E' una vecchia regola dello stare assieme: per interagire con successo, dobbiamo saperci mettere nei panni dei nostri interlocutori. E dunque il cavaliere deve diventare cavallo. E del cavallo sapere tutto: attitudini, paure, necessità. L'alpino è diventato mulo e del mulo ha conosciuto paure, robustezze, testardaggini. Il minatore del Galles (segnato da un durissimo lavoro) è stato il piccolo pony che veniva sfruttato in miniera esattamente come lui. Il corriere governativo Perrault che agisce nell'Alaska del "Richiamo della foresta" diventa cane. E fabbrica a Buck, meraviglioso cane lupo nato nei paesi caldi e non abituato ai terreni gelati, delle scarpette di renna.
Nessuno vuole nascondere e neppure dimenticare l'atroce verità dello sfruttamento animale: nella Francia della fine dell'Ottocento, l'agricoltura teneva in lavoro tre milioni e mezzo di cavalli. Ai soggetti particolarmente robusti veniva affidato il compito improbo di trascinare le chiatte che dovevano risalire i fiumi. Nessun cavallo resisteva a questo lavoro più di una decina di mesi.
La meccanizzazione ha reso inutilie molta parte di queste crudeltà. Oggi noi ci sentiamo, o ci crediamo, "più attenti", più consapevoli. Ci indigniamo (giustamente) per un cane tenuto a catena, salvo poi ignorare l'atroce abominio degli allevamenti intensivi; oppure consumiamo uova che provengono da galline stipate inverosimilmente in un metro quadro, sempre con la luce accesa, e nutrite con mangimi inaccettabili ( una nota: le galline sono intelligentissime, distinguono un triangolo da un cerchio, sanno costuire una gerarchia all'interno del loro gruppo. Basta leggere un saggio del neurobiologo Giorgio Vallortigara intitolato "Altre menti" che tratta di questo).
Mai come oggi la parola "lavoro" ha bisogno di essere ridefinita.
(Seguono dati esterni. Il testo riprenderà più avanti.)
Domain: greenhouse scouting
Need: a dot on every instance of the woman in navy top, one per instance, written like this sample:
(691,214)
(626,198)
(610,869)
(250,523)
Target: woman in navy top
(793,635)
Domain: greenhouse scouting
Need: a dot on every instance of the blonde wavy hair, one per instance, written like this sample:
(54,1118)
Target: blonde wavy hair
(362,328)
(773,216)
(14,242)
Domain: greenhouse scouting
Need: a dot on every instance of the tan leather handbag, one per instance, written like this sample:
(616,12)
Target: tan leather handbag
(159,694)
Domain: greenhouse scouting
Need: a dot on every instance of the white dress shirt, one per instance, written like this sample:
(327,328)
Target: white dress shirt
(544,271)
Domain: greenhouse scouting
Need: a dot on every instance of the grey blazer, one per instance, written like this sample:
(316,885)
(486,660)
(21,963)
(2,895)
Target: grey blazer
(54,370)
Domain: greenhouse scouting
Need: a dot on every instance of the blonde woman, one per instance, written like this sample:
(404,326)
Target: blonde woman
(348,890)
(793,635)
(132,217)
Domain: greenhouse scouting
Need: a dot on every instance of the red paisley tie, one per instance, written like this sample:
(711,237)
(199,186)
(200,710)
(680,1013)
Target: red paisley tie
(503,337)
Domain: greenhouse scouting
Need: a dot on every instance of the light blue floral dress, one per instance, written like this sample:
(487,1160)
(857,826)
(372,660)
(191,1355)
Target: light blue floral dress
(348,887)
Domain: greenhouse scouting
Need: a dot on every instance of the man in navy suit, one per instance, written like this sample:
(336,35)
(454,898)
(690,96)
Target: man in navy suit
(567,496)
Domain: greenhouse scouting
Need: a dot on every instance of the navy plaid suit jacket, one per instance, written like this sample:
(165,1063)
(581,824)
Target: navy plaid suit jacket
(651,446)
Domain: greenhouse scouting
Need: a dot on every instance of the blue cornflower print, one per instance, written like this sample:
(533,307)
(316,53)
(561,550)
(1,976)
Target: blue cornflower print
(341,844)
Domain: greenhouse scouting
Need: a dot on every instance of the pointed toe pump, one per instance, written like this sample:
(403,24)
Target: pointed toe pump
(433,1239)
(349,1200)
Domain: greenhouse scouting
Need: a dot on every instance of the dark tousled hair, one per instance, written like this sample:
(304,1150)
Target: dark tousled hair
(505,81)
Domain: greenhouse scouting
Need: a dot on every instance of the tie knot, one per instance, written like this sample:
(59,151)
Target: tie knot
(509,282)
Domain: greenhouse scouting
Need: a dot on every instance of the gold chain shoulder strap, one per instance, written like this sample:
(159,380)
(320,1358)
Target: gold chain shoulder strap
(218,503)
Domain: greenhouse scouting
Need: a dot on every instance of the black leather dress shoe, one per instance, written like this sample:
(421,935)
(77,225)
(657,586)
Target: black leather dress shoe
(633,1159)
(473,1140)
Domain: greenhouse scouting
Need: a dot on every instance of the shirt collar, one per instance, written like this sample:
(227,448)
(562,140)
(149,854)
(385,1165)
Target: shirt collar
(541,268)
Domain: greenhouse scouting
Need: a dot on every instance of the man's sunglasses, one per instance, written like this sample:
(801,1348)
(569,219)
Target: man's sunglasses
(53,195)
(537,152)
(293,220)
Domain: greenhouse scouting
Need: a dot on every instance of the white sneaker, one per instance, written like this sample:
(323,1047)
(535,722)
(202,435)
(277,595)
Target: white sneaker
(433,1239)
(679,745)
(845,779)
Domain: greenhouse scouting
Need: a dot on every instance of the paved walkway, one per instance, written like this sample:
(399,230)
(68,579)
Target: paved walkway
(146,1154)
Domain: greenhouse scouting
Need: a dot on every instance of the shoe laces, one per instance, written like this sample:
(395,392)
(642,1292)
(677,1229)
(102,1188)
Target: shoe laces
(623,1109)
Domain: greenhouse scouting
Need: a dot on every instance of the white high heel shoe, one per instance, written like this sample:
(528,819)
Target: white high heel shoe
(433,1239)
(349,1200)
E' un processo necessario per il lavoro degli uomini. E altrettanto per il lavoro che possono fare gli animali. I quali sono talvolta ancora necessari. Penso ai cavalli da tiro usati per i terrazzamenti liguri. Ai muli di Opi usati nei disboscamenti controllati. Penso ai pony che fanno scoprire ai bambini il piacere di stare in sella. Penso anche ai cavalli delle attività ludiche, turistiche. Ai bei destrieri dell'agonismo (che spesso patiscono come gli altri equidi vecchiaie segnate dal disinteresse e dall' abbandono). Tutti questi animali devono avere condizioni di vita rispettose e vecchiaie dignitose. Con queste premesse, il lavoro comune apre ricchissime prospettive di comprensione e di confronto che è impensabile vadano perdute.
Per provare a intervenire e a modificare queste diverse, numerose e talvolta conflittuali realtà, non basta dichiararsi animalisti. E' piuttosto necessario ridisegnare l'intero assetto del rapporto uomo- animale. Nel lavoro comune che eventualmente svolgiamo assieme, nel cibo che diamo a loro e che mangiamo noi. Ha scritto giustamente Michele Serra che la rissa fra onnivori e vegetariani è inutile e assurda: tra chi mangia un po' di carne allevata al pascolo, ben vissuta e ben nutrita e chi si nutre di proteine imbustate c'è molta più differenza "politica" che tra un carnivoro e un vegano.
E' una strada lunga, è certamente faticosa, è molto complessa. Ma credo sia l'unica davvero pagante.